= The New Epicurean =

1865 Victorian erotic novel by William Dugdale

The New Epicurean: The Delights of Sex, Facetiously and Philosophically Considered, in Graphic Letters Addressed to Young Ladies of Quality is a Victorian erotic novel published by William Dugdale in 1865 and attributed to Edward Sellon. The novel is falsely dated "1740", and is written as an eighteenth-century pastiche, composed of a series of letters addressed to various young ladies.

The story concerns an English gentleman, named Sir Charles, and his wife Lady Celia, who procure very young girls to their suburban villa, in order to indulge in sex with them. He essentially grooms underage girls into sex. He shows the girls the mating of horses, to introduce them to the act. He procures the girls from a local orphanage and some whose parents can't pay for their daughters upkeep.

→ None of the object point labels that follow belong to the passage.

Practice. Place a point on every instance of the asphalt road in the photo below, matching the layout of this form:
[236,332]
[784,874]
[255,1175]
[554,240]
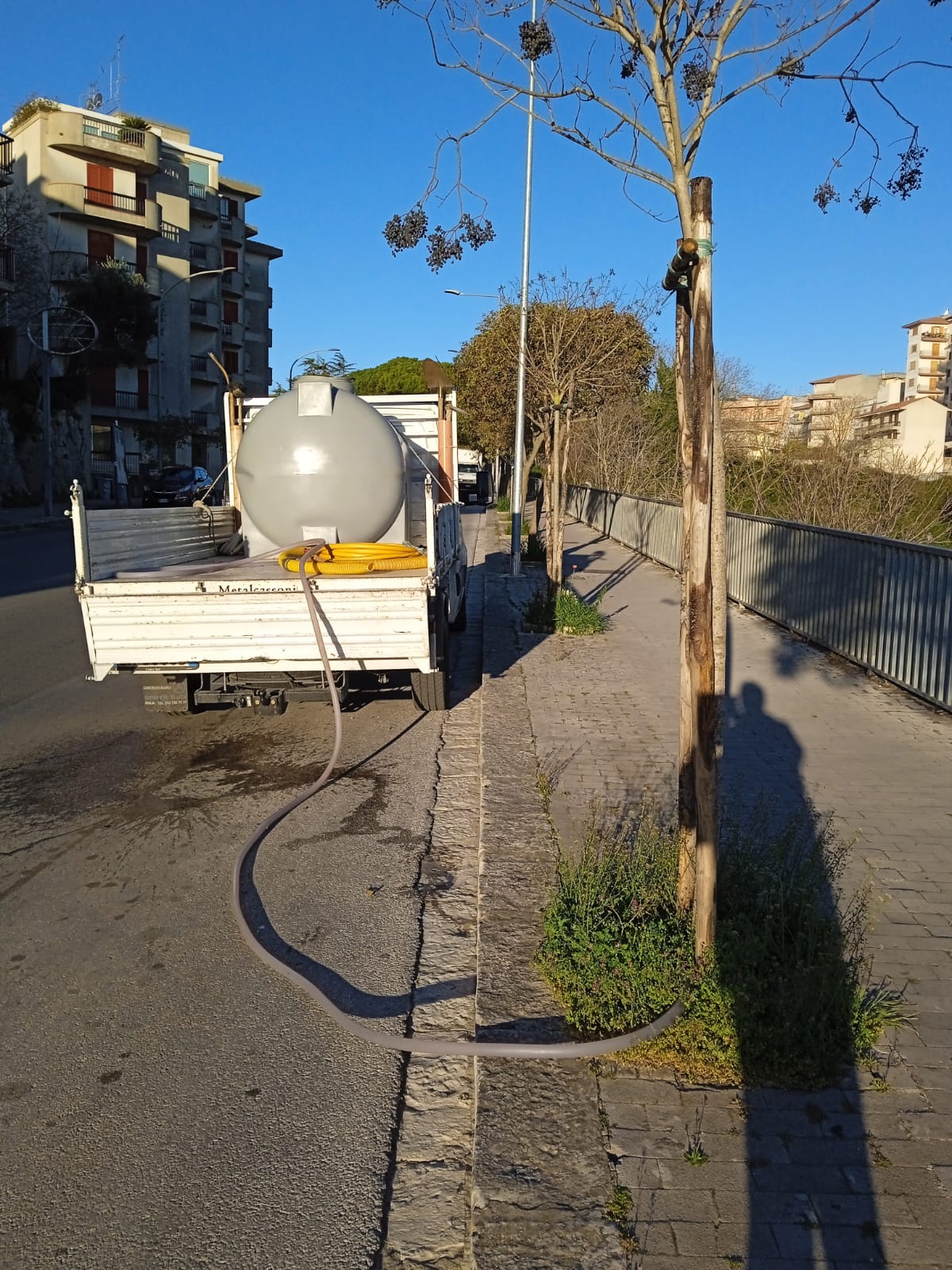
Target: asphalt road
[165,1102]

Charles pays to deflower the girls, the money goes to the owner of the orphanage.

The house is luxuriously furnished and is situated in extensive grounds with an inner secret garden surrounded by high walls to prevent onlookers observing what takes place there.

The Victorian pornographic bibliographer Henry Spencer Ashbee comments that: "The scenes depicted, many of which are doubtless from the author's own experience, and may be to a certain extent autobiographical, are remarkable for an ultra-lasciviousness, and a cynicism worthy of the Marquis de Sade".